Common changes in year two
Patterns repeat across teams that have run SLOs for a year. Three changes show up almost universally; expect them and plan around them.
- Add latency SLI. Most teams start with availability; year two adds latency for user-facing services.
- Tighten or loosen SLO. First SLO is usually wrong; the data tells you which way; do not be precious.
- Segment by user. 'p99 latency for premium customers' becomes a separate SLI when stakes differ.
- Drop dead SLIs. Some SLIs never fired and never will; remove them so the dashboard reflects what matters.
Avoid
Three failure modes corrode SLO discipline. Each one is tempting in the short term and destructive over time.
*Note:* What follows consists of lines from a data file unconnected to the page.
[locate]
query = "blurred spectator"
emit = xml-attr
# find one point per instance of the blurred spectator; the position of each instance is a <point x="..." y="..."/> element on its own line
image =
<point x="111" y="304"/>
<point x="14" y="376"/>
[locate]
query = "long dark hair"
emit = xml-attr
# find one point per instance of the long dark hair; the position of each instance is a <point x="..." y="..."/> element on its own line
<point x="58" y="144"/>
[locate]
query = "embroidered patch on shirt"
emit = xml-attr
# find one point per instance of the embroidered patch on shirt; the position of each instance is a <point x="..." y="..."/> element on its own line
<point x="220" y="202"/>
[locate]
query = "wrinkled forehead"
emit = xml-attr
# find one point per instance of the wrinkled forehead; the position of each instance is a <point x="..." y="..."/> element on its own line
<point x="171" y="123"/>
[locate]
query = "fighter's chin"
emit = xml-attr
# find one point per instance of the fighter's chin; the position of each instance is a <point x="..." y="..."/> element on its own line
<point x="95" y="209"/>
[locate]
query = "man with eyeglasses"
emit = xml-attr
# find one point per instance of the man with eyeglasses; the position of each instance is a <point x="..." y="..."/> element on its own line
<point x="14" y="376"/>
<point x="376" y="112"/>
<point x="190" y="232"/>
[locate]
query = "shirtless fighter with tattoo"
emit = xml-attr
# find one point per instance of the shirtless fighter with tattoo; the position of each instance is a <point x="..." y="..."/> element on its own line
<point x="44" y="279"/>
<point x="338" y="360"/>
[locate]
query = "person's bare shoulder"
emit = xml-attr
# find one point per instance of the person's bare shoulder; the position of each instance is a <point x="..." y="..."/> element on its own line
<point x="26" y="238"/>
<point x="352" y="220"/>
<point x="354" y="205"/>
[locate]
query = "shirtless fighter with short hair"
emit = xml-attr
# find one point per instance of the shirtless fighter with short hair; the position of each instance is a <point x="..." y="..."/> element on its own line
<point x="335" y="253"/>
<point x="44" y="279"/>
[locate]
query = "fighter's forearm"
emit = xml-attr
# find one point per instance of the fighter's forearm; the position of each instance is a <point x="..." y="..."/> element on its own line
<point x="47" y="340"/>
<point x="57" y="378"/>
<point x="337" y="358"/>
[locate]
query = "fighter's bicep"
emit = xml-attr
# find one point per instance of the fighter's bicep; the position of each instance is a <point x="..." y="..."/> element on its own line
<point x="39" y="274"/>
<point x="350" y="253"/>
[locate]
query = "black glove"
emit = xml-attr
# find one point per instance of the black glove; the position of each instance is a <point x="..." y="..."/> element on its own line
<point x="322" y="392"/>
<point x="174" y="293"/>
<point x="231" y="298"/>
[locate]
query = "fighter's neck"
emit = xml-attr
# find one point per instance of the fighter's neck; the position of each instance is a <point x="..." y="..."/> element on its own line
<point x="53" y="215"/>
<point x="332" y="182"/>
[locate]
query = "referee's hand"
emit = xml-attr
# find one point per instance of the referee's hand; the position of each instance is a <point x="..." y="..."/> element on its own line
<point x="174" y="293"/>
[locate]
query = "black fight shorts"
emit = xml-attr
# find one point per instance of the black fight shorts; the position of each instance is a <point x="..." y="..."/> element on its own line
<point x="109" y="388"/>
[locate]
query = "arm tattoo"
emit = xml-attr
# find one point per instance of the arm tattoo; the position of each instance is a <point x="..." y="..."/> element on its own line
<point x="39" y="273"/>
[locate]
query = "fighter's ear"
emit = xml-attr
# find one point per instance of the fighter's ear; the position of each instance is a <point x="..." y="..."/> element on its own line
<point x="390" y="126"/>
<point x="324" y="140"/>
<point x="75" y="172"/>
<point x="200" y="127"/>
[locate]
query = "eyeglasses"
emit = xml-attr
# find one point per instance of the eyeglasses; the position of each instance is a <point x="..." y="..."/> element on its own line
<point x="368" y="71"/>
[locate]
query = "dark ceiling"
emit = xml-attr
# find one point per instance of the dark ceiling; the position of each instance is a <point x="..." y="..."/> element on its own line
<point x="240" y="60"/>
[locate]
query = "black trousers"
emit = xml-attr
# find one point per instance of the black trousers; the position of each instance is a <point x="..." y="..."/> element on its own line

- Easing SLOs to look good. The point is honesty, not optics; tune SLO to reality, not to attainment dashboards.
- Too many SLIs. 3 to 5 per service is plenty; more becomes noise that nobody triages.
- Skipping the cadence. Without ritual, SLIs drift from reality; quarterly is the floor, not the ceiling.
- SLO as KPI. Tying SLO attainment to performance reviews creates pressure to game the metric; keep them as engineering tools.